WASHINGTON (CN) - A prior conviction for sexually abusing an adult justifies a long prison sentence for a first-time child-pornography offender, the Supreme Court ruled Monday.

Without the prior conviction, Avondale Lockhart was looking at up to eight years in prison after he pleaded guilty in 2011 to possession of child pornography.

He instead received a 10-year sentence because federal prosecutors in Brooklyn seized on a statute that calls for the mandatory-minimum term if an offender has "a prior conviction ... under the laws of any state relating to aggravated sexual abuse, sexual abuse, or abusive sexual conduct involving a minor or ward."

Though Lockhart did not have any prior sexual-abuse convictions involving children, he was convicted over a decade earlier of abusing an adult woman, his then-53-year-old girlfriend.

Lockhart failed to sway the courts, however, that the mandatory-minimum statute was worded so that the phrase "involving a minor or ward" modified each of the three parts of the series.

Prosecutors argued that the modifier applied only the third element, abusive sexual conduct, since those words follow together after the final comma, a form of punctuation colloquially known as the Oxford comma.

Lockhart lost his appeal to the Second Circuit, and the Supreme Court affirmed his sentence 6-2 Tuesday, issuing its first set of opinions since the death of Justice Antonin Scalia.

"Although §2252(b)(2)'s list of state predicates is awkwardly phrased (to put it charitably), the provision's text and context together reveal a straightforward reading," Justice Sonia Sotomayor wrote for the majority (parentheses in original). "A timeworn textual canon is confirmed by the structure and internal logic of the statutory scheme."

For the dissenting justices, however, the ruling defies commonsense.

"Imagine a friend told you that she hoped to meet 'an actor, director, or producer involved with the new "Star Wars" movie,'" Justice Elena Kagan wrote, joined by Justice Stephen Breyer. "You would know immediately that she wanted to meet an actor from the 'Star Wars' cast - not an actor in, for example, the latest 'Zoolander.'"

Sotomayor said the court has historically applied a strategy called the "rule of the last antecedent" when interpreting statutes that include a list of terms or phrases followed by a limiting clause.

"The rule provides that 'a limiting clause or phrase ... should ordinarily be read as modifying only the noun or phrase that it immediately follows,'" she added.

Sotomayor called it "basic intuition that when a modifier appears at the end of a list, it is easier to apply that modifier only to the item directly before it."

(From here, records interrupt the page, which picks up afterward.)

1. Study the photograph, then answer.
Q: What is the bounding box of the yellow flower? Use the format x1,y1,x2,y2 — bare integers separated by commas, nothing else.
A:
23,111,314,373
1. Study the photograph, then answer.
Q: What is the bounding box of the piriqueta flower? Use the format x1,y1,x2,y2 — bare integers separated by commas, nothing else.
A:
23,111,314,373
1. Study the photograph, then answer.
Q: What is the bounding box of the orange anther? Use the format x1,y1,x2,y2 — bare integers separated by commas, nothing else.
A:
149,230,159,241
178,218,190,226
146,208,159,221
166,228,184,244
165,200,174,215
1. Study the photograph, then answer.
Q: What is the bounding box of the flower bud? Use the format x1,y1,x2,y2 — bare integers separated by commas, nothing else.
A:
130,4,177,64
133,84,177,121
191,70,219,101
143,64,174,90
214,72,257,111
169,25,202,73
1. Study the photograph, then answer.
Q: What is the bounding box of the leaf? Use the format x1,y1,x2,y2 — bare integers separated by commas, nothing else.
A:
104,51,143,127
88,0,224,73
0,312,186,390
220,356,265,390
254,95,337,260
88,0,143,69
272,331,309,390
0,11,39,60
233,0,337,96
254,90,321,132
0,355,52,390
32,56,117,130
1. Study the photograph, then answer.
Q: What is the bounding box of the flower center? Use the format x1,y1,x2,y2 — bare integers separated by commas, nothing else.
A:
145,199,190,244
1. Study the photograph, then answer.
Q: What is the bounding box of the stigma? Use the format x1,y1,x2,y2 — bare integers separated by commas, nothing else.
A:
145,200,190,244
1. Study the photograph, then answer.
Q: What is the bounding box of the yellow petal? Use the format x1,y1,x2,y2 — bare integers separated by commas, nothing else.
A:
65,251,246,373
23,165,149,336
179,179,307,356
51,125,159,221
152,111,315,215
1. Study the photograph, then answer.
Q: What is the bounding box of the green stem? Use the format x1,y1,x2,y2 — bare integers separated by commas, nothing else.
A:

"That is particularly true where it takes more than a little mental energy to process the individual entries in the list, making it a heavy lift to carry the modifier across them all," the 15-page ruling states. "For example, imagine you are the general manager of the Yankees and you are rounding out your 2016 roster. You tell your scouts to find a defensive catcher, a quick-footed shortstop, or a pitcher from last year's World Champion Kansas City Royals. It would be natural for your scouts to confine their search for a pitcher to last year's championship team, but to look more broadly for catchers and shortstops."

Sotomayor found the enhancement a logical one as well.

"The conclusion that Congress followed the federal template is supported by the fact that Congress did nothing to indicate that offenders with prior federal sexual-abuse convictions are more culpable, harmful, or worthy of enhanced punishment than offenders with nearly identical state priors," she wrote. "We therefore see no reason to interpret §2252(b)(2) so that 'sexual abuse' that occurs in the Second Circuit courthouse triggers the sentence enhancement, but 'sexual abuse' that occurs next door in the Manhattan municipal building does not."

Kagan said the "ordinary understanding of how English works, in speech and writing alike, should decide this case."

Though the dissent insists its statutory interpretation is the obvious one, it says any confusion about the issue still requires reversal for Lockhart under the rule of lenity when a criminal statute contains genuine ambiguity.

Agents had found more than 15,000 images and at least nine videos on Lockhart's computer after an undercover sting operation nailed Lockhart for attempting to buy videos.